La porte à peine franchie, une rafale fraîche vient saluer ma peau bleutée. J'inspire profondément, expirant sans ménagement. Je n'agis pas ainsi pour me réveiller, mais pour purifier mes poumons de la puanteur de ces femelles et de cette créature verdâtre, sans oublier l'odeur nauséabonde émanant du feu. Scrutant le paysage, je découvre un univers digne d'un conte pour larve. De grandes cascades, de la végétation luxuriante et des bâtisses de bois, apparemment sur piliers. Pendant un moment, j'ai du mal à croire être encore dans un livre. L'endroit a un aspect parfaitement naturel, mais définitivement non familier.
Et bien évidemment, il faut qu'il y ait des structures pour géants venant ruiner le paysage. Toujours là où il ne le faut pas, ces fichus humains. Cela ne m'étonnerait pas qu'ils fassent la même chose avec toutes les forêts d'ici quelques décennies.
Bientôt, le shaakt s'agite, fouillant dans ses affaires. Il en tire un yû qu'il fait voltiger, avant de le camoufler. Lorsqu'il se tourne vers moi, évoquant des directions, je comprends où il veut en venir. Effectivement, deux chemins terrestres s'offrent à nous, et nulle trace visible de l'elfe voleur de tableau. Hekell annonce le résultat, mais prend la direction opposée à ce qu'il a annoncé. Croisant les bras et les chevilles, je hausse légèrement un sourcil. Je n'ai pas le temps de lui demander d'explications ou de me moquer de son sens de l'orientation quand il se justifie de lui-même.

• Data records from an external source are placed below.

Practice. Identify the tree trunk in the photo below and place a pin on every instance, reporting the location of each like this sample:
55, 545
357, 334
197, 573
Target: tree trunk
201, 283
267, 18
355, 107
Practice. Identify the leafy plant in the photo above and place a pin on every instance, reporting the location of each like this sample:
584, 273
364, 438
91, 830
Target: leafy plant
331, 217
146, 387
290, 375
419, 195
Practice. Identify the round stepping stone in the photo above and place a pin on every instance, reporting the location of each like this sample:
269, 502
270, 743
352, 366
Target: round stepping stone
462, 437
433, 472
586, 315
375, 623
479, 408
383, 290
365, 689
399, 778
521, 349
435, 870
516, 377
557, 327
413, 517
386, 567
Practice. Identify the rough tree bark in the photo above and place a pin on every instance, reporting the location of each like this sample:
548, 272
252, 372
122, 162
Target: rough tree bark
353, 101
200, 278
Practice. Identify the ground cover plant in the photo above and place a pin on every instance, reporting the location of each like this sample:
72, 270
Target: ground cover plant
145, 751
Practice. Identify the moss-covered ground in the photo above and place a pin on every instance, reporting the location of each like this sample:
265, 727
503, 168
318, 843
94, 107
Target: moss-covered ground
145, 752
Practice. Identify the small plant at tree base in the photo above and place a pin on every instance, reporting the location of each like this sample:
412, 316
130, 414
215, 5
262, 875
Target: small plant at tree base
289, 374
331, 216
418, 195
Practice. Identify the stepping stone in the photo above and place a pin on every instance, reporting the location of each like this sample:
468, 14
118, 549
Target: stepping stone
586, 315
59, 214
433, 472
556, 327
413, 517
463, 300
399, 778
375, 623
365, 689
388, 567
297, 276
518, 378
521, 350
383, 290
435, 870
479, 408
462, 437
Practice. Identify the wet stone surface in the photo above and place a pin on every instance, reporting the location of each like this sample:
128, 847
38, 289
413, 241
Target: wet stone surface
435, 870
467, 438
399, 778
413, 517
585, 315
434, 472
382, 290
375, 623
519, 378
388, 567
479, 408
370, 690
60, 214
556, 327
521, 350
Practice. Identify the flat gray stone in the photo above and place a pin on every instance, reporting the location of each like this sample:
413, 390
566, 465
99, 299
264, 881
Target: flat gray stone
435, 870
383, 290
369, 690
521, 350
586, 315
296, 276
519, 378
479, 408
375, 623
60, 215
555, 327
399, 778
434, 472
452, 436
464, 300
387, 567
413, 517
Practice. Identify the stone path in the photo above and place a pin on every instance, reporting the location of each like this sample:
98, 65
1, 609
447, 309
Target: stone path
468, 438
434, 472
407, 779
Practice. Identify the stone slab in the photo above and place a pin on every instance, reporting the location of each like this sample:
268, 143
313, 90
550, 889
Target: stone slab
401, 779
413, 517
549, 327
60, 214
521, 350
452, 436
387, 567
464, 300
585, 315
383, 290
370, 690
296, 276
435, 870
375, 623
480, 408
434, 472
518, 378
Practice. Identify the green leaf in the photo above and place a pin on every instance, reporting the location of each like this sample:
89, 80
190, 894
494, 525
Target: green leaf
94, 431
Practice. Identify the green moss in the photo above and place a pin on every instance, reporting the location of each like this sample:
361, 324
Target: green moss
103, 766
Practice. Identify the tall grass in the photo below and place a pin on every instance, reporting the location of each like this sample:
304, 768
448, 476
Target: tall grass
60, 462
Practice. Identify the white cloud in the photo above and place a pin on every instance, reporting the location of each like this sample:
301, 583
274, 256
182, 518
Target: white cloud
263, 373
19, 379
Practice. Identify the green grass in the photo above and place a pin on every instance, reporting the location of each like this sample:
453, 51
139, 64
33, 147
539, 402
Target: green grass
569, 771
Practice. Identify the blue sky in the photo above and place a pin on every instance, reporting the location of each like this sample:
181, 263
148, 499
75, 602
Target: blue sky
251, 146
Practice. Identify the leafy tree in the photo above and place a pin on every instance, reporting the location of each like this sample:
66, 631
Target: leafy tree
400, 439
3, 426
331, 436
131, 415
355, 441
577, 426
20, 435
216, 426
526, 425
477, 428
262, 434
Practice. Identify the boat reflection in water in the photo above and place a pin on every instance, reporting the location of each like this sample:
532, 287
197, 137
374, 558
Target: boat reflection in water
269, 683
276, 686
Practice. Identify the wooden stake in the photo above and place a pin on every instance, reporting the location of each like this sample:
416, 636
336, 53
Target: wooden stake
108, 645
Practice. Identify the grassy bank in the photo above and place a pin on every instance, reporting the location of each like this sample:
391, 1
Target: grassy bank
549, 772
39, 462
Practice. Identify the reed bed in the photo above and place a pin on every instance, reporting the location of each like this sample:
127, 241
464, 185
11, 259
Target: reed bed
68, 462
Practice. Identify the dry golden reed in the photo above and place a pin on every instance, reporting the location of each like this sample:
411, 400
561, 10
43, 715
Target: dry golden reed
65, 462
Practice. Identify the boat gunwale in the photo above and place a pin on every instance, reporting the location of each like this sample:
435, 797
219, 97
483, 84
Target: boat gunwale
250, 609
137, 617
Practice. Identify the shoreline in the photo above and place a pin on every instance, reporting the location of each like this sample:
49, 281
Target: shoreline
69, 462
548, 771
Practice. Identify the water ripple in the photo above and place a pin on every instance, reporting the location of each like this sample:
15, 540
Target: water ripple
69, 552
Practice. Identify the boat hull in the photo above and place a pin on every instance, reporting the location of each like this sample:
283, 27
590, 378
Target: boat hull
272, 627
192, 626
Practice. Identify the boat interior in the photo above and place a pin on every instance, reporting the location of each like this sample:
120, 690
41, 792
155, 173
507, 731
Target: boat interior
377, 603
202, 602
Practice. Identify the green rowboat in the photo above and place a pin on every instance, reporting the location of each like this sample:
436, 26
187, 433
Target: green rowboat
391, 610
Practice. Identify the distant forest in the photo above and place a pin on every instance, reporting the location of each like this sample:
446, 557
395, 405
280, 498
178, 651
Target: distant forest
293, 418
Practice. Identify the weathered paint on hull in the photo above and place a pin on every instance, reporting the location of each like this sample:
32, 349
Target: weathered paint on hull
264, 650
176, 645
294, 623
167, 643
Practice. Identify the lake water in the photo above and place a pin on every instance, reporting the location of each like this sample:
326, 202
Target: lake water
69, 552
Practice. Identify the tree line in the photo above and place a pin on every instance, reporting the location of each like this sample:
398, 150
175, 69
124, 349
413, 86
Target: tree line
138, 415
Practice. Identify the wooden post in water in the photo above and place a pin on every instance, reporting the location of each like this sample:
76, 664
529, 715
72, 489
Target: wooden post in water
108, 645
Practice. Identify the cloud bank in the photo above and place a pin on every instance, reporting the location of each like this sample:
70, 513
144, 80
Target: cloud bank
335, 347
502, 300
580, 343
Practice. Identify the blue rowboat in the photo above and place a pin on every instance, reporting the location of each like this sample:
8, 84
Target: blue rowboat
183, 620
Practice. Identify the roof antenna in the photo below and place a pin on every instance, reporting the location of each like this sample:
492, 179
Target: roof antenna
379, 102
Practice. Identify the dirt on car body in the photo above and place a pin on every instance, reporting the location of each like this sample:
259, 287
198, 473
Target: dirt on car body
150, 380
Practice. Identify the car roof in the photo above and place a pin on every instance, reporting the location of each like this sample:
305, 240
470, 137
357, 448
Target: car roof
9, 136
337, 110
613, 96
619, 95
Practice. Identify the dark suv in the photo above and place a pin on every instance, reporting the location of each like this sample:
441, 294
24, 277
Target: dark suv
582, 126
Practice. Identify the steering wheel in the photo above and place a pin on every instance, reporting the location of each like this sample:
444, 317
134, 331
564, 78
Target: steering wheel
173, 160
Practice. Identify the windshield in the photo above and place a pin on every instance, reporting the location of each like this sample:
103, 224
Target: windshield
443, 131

Apparemment, il a bien entendu ma remarque sur son manque de chance, faisant en conséquence l'inverse de ce que lui suggère le hasard. Alors qu'il entame une montée, il s'arrête, remarquant que je suis libre en extérieur.
"
Et crois-moi, ce n'est pas trop tôt."
Une brève esquisse de sourire s'efface de mes traits, alors que je songe à quelque chose. Je suis effectivement libre, et un tas de questions est resté sans réponses dans mon esprit. Le shaakt souhaite aller à gauche ? Très bien. Mais si je m'élève un peu, peut-être pourrais-je nous faire gagner du temps en voyant si ce chemin mène quelque part. D'ailleurs, ma curiosité est toujours insatisfaite concernant l'étrange chose verte aperçue dans la chambre. Je veux savoir à quoi ressemble cet endroit, et avec un peu de chance, peut-être que l'autre elfe entrera dans mon champ de vision.
Rien n'est moins sûr vu le couvert végétal.
Décroisant les bras, je m'étire, puis scrute mon camarade d'infortune.
"
Il y a quelque chose que je veux vérifier. Je vais devoir te laisser seul quelques instants, mais je m'arrangerai pour rester dans ton champ de vision."
En voyant la teinte violine de son regard, je ne parviens pas à m'empêcher de lui lancer une pique moqueuse.
"
Pense quand même à cligner des yeux, cela peut servir."
Battant des ailes, je m'avance au-dessus du précipice, puis me retourne pour faire face à la porte empruntée. J'observe l'auberge quelques instants, puis je vole un peu en arrière pour avoir une meilleure vue d'ensemble. Suite à cela, je lève le nez, sentant avec une certaine joie le vent frais et humide. Mes mèches blondes flottent dans la brise comme le premier soir de ma liberté. Colère et amertume décroissent sans pour autant disparaitre.
Je plisse les yeux, puis prends de l'altitude petit à petit. Mon but est simple : je veux savoir ce qui attend le shaakt à pied sur ce chemin, mais aussi si je peux apercevoir les autres sorties du bâtiment. En hauteur, je verrai peut-être où donnent les diverses portes. Qui sait ? Peut-être que le trio étrange de l'auberge est en train de servir de repas pour une bête informe.
Je tourne doucement la tête, cherchant aussi à voir si, de là où je suis, je peux déterminer l'origine de la chose verte bloquant la fenêtre. Je reste toutefois attentif, la main prête à sortir la sarbacane, vérifiant avoir Hekell dans mon propre champ de vision.
Ce n'est pas parce qu'un paysage semble paisible qu'il est sûr pour autant. Après tout, naïveté rime parfois avec mortalité.